File "/home/dave/.virtualenvs/dagster-modern-data-stack-assets-dg-GcWbdxwv/lib/python3.9/site-packages/dagster_dbt/asset_defs.py", line 433, in load_assets_from_dbt_manifest
    dbt_assets_def = _dbt_nodes_to_assets(
  File "/home/dave/.virtualenvs/dagster-modern-data-stack-assets-dg-GcWbdxwv/lib/python3.9/site-packages/dagster_dbt/asset_defs.py", line 272, in _dbt_nodes_to_assets
    return AssetsDefinition(
  File "/home/dave/.virtualenvs/dagster-modern-data-stack-assets-dg-GcWbdxwv/lib/python3.9/site-packages/dagster/core/asset_defs/assets.py", line 97, in __init__
    self._group_names_by_key[key] = validate_group_name(group_name)
  File "/home/dave/.virtualenvs/dagster-modern-data-stack-assets-dg-GcWbdxwv/lib/python3.9/site-packages/dagster/core/definitions/utils.py", line 123, in validate_group_name
    return check_valid_name(group_name)
  File "/home/dave/.virtualenvs/dagster-modern-data-stack-assets-dg-GcWbdxwv/lib/python3.9/site-packages/dagster/core/definitions/utils.py", line 57, in check_valid_name
    raise DagsterInvalidDefinitionError(
dagster.core.errors.DagsterInvalidDefinitionError: "meta" is not a valid name in Dagster. It conflicts with a Dagster or python reserved keyword.

as a quick fix in dbt_dagster:

_dbt_nodes_to_assets()

        # set the group for this asset
        group_name = _get_node_group_name(node_info)
        if group_name == 'meta':
            group_names[asset_key] = 'meta_dg_fix'
        elif group_name is not None:
            group_names[asset_key] = group_name

send a notification TBC

re_data notify slack \                                              ✘ INT  re-data-dbt-aMOho44y
--start-date 2022-06-20 \
--end-date 2022-06-27 \
--webhook-url https://hooks.slack.com/services/T00000000/B00000000/XXXXXXXXXXXXXXXXXXXXXXXX \
--subtitle="[Optional] Daves Markdown text to be added as a subtitle in the slack message generated"

Local Postgres

To keep things running on a single machine, we'll use a local postgres instance as both the source and the destination for our data. You can imagine the "source" database as some online transactional database, and the "destination" as a data warehouse (something like Snowflake).

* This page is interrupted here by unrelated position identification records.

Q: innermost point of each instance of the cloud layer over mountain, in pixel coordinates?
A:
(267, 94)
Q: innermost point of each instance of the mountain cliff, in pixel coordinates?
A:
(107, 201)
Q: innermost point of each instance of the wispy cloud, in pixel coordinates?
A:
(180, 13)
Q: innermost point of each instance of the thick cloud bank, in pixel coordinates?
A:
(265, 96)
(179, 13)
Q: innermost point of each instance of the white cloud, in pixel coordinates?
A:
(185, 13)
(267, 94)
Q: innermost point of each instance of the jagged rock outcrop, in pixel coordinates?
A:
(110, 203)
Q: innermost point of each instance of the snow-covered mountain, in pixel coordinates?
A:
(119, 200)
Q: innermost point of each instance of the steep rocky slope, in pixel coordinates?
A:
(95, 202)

To get a postgres instance with the required source and destination databases running on your machine, you can run:

$ docker pull postgres
$ docker run --name mds-demo -p 5432:5432 -e POSTGRES_PASSWORD=password -d postgres
$ PGPASSWORD=password psql -h localhost -p 5432 -U postgres -d postgres -c "CREATE DATABASE postgres_replica;"

Airbyte

Now, you'll want to get Airbyte running locally. The full instructions can be found here, but if you just want to run some commands (in a separate terminal):

$ git clone https://github.com/airbytehq/airbyte.git
$ cd airbyte
$ docker-compose up

Once you've done this, you should be able to go to http://localhost:8000, and see Airbyte's UI.

Data and Connections

Now, you'll want to seed some data into the empty database you just created, and create an Airbyte connection between the source and destination databases.

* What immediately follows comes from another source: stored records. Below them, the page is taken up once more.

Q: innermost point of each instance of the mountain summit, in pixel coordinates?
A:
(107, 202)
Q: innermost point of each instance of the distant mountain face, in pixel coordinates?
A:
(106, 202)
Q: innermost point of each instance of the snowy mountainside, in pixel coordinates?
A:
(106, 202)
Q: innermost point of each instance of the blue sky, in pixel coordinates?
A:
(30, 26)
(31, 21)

There's a script provided that should handle this all for you, which you can run with:

$ python -m modern_data_stack_assets.setup_airbyte

At the end of this output, you should see something like:

Created Airbyte Connection: c90cb8a5-c516-4c1a-b243-33dfe2cfb9e8

This connection id is specific to your local setup, so you'll need to update constants.py with this value. Once you've update your constants.py file, you're good to go!